To adults who do not have children, it sometimes seems as if everyone else does. Political rhetoric is filled with pledges to address the needs of families or “working families,” even when the proposed policies are also relevant to single people and couples without children. Many goods and services, such as “family plans,” are offered at special rates for families. Adults with no kids sometimes feel that they see their friends and relatives who do have kids less often while those kids are still living at home.

In fact, though, there are important ways in which children now have a smaller place in the lives of adults in the U.S. than they had a few decades ago. (The available statistics typically focus on women, but these issues are relevant to everyone else, too.)

Here are some examples:

  1. The percentage of women who have children has been decreasing.
  2. For those who do have children, the age at which they do so has been increasing. That means that there are more years of their young lives when they do not (yet) have children.
  3. Of those who do have children, fewer are having three or more children. When women have fewer children, the total number of years they have children living with them at home is likely to be shorter.

In a report from the National Center for Family and Marriage Research, “Women’s prime parenting years, 1980 and 2020,” Adrianne R. Brown described and elaborated on those trends and documented others.

For example, she found that:

  1. In 2020, many fewer women were parenting in their early 20s than in 1980. At age 24, in 1980, nearly half of all women (46 percent) were parenting. By 2020, only about a quarter of 24-year-old women (24 percent) were parenting.
  2. The median age of all mothers was 34 in 1980. By 2020, it had jumped to 38.
  3. By the time mothers get to their early 50s, most do not have any minor children living at home anymore.
  4. Women with more formal education tend to have their children at later ages. For women with a high school diploma or less formal education, fewer than one-quarter still had kids at home by the age of 51. For women with a college education, the age at which fewer than one-quarter still had kids at home was 54.
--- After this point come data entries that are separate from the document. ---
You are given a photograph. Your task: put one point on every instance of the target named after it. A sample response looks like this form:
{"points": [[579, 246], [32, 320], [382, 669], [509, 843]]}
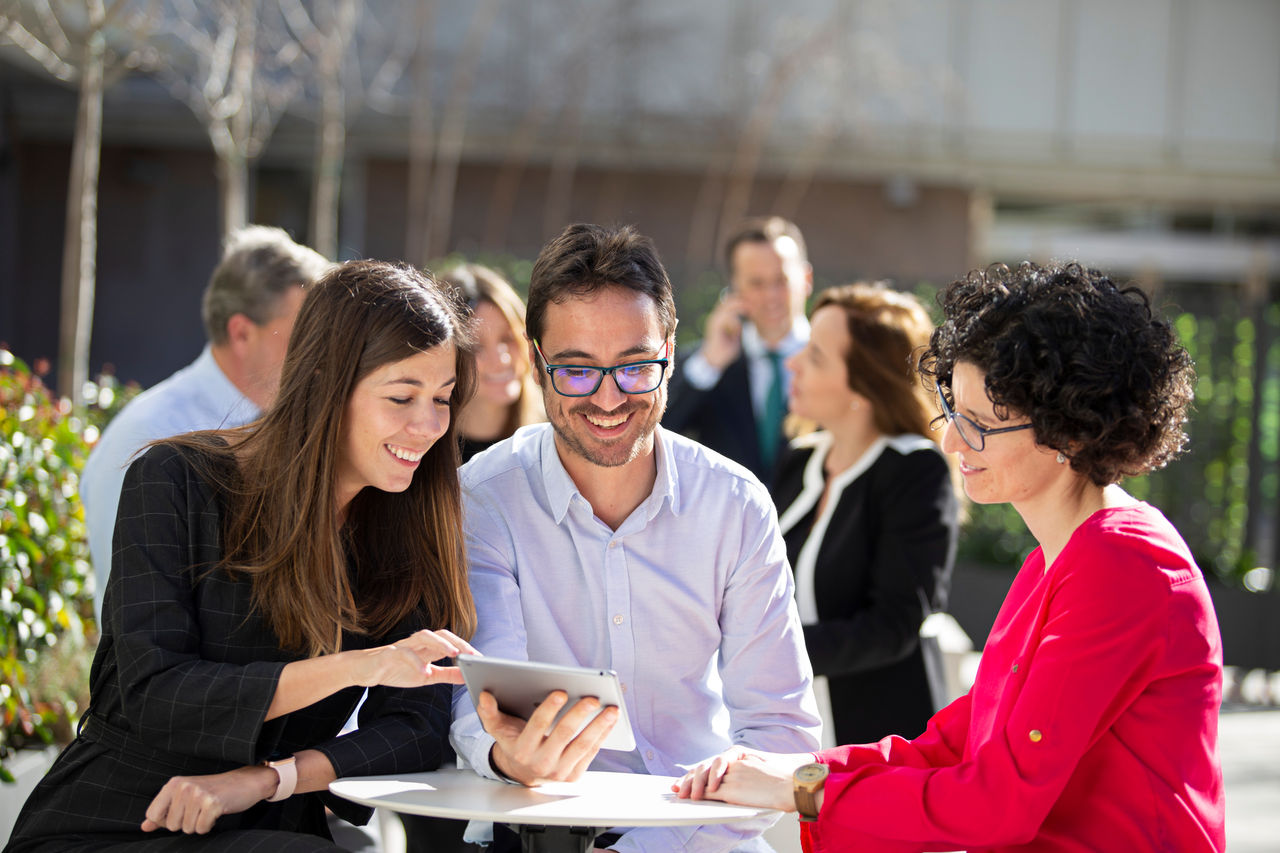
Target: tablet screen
{"points": [[520, 687]]}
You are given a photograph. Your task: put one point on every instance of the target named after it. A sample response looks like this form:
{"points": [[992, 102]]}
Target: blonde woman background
{"points": [[506, 396], [868, 510]]}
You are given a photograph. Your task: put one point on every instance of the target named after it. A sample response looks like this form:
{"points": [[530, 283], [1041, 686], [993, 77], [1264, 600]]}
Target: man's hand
{"points": [[192, 803], [533, 752], [744, 776], [410, 661], [722, 338]]}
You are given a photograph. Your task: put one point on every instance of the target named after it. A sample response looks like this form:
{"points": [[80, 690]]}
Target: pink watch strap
{"points": [[288, 772]]}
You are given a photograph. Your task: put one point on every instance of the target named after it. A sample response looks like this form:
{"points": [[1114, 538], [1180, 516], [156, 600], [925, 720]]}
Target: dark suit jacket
{"points": [[721, 416], [890, 541], [183, 678]]}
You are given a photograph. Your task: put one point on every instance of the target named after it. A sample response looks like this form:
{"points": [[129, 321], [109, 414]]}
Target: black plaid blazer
{"points": [[182, 680]]}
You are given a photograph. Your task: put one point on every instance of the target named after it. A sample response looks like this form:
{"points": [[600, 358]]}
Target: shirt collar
{"points": [[220, 391], [794, 341]]}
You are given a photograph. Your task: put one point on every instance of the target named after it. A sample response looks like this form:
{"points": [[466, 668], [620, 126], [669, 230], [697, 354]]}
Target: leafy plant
{"points": [[46, 606]]}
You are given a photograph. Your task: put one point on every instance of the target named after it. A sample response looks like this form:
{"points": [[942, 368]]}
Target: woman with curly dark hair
{"points": [[1092, 724]]}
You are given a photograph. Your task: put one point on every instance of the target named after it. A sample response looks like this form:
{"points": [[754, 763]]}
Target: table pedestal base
{"points": [[556, 839]]}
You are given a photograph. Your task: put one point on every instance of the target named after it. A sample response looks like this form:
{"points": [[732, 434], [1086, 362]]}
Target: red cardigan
{"points": [[1092, 724]]}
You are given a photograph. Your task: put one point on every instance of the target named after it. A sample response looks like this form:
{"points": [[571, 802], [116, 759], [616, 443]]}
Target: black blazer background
{"points": [[184, 674], [892, 534], [721, 416]]}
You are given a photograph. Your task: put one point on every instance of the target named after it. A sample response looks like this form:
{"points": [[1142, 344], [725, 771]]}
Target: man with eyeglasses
{"points": [[600, 539]]}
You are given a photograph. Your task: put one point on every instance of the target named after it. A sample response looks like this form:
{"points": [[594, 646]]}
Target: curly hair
{"points": [[1101, 378]]}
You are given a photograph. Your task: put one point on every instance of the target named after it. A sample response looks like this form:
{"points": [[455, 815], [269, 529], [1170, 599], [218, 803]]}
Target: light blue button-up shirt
{"points": [[690, 601], [200, 396]]}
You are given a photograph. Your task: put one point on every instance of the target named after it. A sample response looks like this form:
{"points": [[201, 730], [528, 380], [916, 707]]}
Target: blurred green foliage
{"points": [[1223, 492], [46, 603]]}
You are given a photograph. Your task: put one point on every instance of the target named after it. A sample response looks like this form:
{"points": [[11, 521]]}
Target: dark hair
{"points": [[887, 333], [764, 229], [259, 265], [1101, 379], [585, 259], [397, 553]]}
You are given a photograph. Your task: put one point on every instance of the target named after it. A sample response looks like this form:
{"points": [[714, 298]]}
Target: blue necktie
{"points": [[769, 423]]}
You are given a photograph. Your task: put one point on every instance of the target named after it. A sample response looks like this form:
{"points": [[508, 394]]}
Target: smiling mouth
{"points": [[611, 422], [405, 454]]}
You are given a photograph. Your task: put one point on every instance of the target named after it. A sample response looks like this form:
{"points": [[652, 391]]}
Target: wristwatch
{"points": [[807, 781], [286, 766]]}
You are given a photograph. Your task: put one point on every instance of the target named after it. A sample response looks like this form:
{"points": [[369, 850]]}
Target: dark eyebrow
{"points": [[639, 350], [417, 383]]}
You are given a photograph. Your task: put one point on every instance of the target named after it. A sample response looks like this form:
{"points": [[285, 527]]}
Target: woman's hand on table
{"points": [[192, 803], [744, 776], [410, 662]]}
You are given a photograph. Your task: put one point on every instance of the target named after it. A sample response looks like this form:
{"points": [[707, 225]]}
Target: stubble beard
{"points": [[613, 454]]}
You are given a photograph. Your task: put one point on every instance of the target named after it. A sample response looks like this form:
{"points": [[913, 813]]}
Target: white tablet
{"points": [[520, 687]]}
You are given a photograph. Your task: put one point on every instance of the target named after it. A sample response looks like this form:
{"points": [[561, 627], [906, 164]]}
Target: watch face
{"points": [[810, 772]]}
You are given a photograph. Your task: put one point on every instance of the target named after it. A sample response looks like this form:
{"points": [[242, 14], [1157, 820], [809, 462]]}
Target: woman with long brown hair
{"points": [[506, 396], [264, 576], [868, 511]]}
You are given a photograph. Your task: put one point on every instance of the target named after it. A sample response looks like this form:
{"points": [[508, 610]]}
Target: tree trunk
{"points": [[233, 182], [453, 124], [233, 156], [332, 138], [80, 242], [420, 142]]}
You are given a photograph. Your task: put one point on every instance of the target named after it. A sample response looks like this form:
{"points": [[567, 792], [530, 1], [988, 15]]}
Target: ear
{"points": [[240, 331]]}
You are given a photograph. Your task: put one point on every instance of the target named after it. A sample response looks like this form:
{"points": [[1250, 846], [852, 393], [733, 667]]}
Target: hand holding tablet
{"points": [[520, 687]]}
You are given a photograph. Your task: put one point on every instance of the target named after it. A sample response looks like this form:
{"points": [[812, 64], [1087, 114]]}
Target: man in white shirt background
{"points": [[602, 539], [248, 308], [731, 393]]}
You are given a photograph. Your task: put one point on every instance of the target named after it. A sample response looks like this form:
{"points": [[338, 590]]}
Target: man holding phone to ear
{"points": [[600, 539], [731, 395]]}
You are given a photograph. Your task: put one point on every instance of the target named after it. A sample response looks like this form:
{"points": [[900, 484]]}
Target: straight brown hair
{"points": [[396, 555]]}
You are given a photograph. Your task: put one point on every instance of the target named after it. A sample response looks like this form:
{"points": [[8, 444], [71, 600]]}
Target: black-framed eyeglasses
{"points": [[584, 381], [972, 433]]}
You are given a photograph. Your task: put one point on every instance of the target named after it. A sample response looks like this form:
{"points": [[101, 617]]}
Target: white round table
{"points": [[553, 817]]}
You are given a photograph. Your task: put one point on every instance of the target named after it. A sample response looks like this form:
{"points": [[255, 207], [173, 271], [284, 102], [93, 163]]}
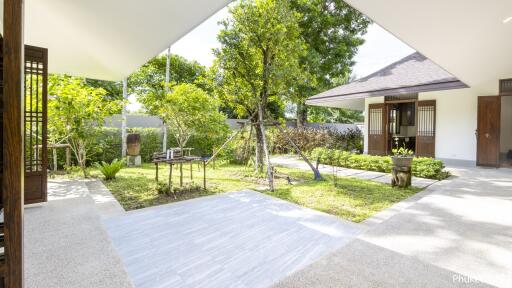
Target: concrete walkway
{"points": [[239, 239], [458, 235], [66, 245], [294, 162]]}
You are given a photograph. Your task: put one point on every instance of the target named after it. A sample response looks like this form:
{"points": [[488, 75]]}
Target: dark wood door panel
{"points": [[426, 128], [377, 129], [488, 130]]}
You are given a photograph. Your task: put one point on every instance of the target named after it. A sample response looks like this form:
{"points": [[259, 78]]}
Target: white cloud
{"points": [[379, 50]]}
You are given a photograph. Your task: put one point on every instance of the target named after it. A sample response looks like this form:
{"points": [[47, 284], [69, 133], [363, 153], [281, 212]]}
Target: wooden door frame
{"points": [[417, 105], [385, 121], [498, 134], [13, 132]]}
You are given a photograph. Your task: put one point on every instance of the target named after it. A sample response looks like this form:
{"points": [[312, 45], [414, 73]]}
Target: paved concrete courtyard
{"points": [[458, 235], [240, 239]]}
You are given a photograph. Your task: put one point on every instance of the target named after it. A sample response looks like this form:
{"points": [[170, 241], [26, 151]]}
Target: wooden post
{"points": [[167, 90], [55, 162], [170, 177], [13, 131], [265, 148], [123, 120], [68, 156], [181, 174], [204, 175]]}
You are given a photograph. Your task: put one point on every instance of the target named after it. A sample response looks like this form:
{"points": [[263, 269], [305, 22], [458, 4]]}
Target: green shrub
{"points": [[421, 167], [307, 139], [109, 171]]}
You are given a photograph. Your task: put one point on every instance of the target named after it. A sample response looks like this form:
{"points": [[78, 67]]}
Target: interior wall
{"points": [[506, 127], [367, 102]]}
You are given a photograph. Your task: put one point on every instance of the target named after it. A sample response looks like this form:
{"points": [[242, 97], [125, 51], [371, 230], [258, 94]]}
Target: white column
{"points": [[123, 115]]}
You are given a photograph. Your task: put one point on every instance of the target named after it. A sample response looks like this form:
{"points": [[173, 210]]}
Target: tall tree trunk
{"points": [[302, 114], [258, 163], [123, 116], [265, 148]]}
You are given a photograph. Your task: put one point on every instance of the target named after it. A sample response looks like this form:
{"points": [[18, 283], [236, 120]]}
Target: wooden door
{"points": [[426, 128], [36, 97], [377, 129], [488, 131]]}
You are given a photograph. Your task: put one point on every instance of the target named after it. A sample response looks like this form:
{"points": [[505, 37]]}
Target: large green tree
{"points": [[332, 31], [189, 111], [76, 112], [148, 82], [258, 58]]}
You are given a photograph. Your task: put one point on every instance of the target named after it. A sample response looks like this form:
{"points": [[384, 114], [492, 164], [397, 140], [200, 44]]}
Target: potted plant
{"points": [[402, 157]]}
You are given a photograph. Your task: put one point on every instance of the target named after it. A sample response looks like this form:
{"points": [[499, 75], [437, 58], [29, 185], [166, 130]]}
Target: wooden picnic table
{"points": [[166, 159]]}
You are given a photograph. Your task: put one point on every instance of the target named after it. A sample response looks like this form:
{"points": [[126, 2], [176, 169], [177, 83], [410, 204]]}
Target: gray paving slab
{"points": [[369, 175], [66, 245], [104, 201], [362, 264], [457, 234], [241, 239]]}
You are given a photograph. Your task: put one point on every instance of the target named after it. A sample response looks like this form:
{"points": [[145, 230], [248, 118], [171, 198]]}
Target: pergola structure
{"points": [[90, 38]]}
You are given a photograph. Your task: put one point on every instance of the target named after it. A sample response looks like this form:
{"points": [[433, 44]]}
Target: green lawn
{"points": [[351, 199]]}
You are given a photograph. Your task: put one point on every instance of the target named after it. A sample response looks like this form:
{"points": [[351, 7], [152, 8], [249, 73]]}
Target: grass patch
{"points": [[351, 199]]}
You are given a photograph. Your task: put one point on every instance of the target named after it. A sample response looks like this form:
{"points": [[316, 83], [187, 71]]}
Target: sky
{"points": [[379, 50]]}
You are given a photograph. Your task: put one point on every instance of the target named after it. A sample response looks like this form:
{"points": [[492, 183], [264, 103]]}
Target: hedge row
{"points": [[421, 167]]}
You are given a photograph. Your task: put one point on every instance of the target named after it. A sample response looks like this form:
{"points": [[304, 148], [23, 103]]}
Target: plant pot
{"points": [[133, 144], [402, 161]]}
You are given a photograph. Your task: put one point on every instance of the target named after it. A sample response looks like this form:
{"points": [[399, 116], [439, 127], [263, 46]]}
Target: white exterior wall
{"points": [[368, 101], [456, 122]]}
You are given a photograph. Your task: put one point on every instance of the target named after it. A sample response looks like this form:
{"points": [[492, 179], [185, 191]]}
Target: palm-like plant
{"points": [[109, 171]]}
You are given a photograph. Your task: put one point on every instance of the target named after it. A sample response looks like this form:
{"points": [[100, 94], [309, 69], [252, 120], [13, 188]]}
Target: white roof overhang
{"points": [[110, 39], [470, 39]]}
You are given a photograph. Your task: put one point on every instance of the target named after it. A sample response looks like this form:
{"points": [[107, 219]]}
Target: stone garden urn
{"points": [[133, 144], [401, 174]]}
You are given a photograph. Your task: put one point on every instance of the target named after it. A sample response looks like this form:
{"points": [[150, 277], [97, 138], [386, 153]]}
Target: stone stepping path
{"points": [[293, 162]]}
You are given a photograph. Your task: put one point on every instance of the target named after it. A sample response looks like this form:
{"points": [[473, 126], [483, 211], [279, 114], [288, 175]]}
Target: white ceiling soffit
{"points": [[110, 39], [339, 102], [470, 39]]}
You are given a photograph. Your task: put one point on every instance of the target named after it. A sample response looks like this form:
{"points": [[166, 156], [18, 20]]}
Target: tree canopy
{"points": [[258, 59], [148, 82], [76, 111], [189, 111], [332, 31]]}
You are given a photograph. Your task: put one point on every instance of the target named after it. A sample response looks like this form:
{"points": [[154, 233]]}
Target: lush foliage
{"points": [[334, 115], [308, 139], [351, 199], [402, 152], [110, 171], [421, 167], [332, 31], [76, 111], [258, 60], [149, 81]]}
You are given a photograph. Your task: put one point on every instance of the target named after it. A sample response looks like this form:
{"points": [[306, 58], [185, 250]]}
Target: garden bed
{"points": [[351, 199], [421, 166]]}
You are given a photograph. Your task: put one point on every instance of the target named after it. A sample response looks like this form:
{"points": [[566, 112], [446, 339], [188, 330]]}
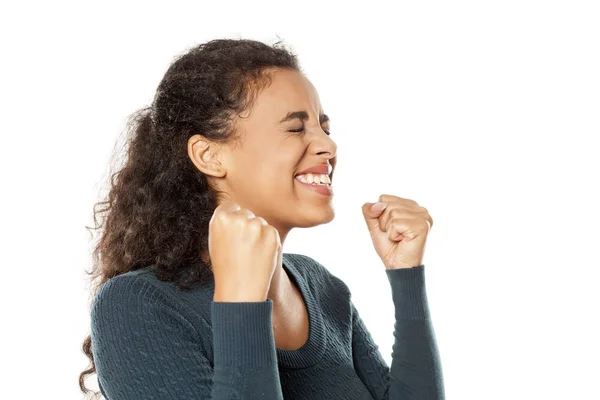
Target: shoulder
{"points": [[137, 298], [315, 273]]}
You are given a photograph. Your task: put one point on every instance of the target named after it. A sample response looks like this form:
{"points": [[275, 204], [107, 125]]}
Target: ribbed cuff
{"points": [[409, 292], [243, 333]]}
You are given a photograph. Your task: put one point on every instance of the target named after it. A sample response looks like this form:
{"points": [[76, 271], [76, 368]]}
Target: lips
{"points": [[317, 169]]}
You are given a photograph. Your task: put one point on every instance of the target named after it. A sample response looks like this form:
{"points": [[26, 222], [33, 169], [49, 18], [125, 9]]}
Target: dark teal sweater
{"points": [[151, 340]]}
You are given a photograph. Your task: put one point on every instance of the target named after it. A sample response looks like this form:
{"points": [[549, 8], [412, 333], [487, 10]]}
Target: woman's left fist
{"points": [[398, 229]]}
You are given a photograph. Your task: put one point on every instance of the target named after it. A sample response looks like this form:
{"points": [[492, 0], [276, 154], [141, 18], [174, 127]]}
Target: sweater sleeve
{"points": [[416, 371], [145, 348]]}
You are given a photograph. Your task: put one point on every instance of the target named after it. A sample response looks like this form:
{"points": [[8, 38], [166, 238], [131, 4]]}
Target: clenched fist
{"points": [[244, 251]]}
According to the U.S. actuarial table for 2020, a woman who has made it to age 51 can expect, on average, to live another 31 years. That’s a lot of years with no children at home. That doesn’t mean that their children will no longer have an important place in their lives, of course, but for many of them, it does mean that that place will not be under the same roof. It could also mean that the lives of adults with and without children become more similar once they reach their early 50s. Perhaps they socialize more with one another.

I’ve made the case previously that all the relentless family talk in politics and in other cultural conversations can be alienating to single people who do not have children. I wonder, though, if it is also off-putting to parents whose children are no longer living at home.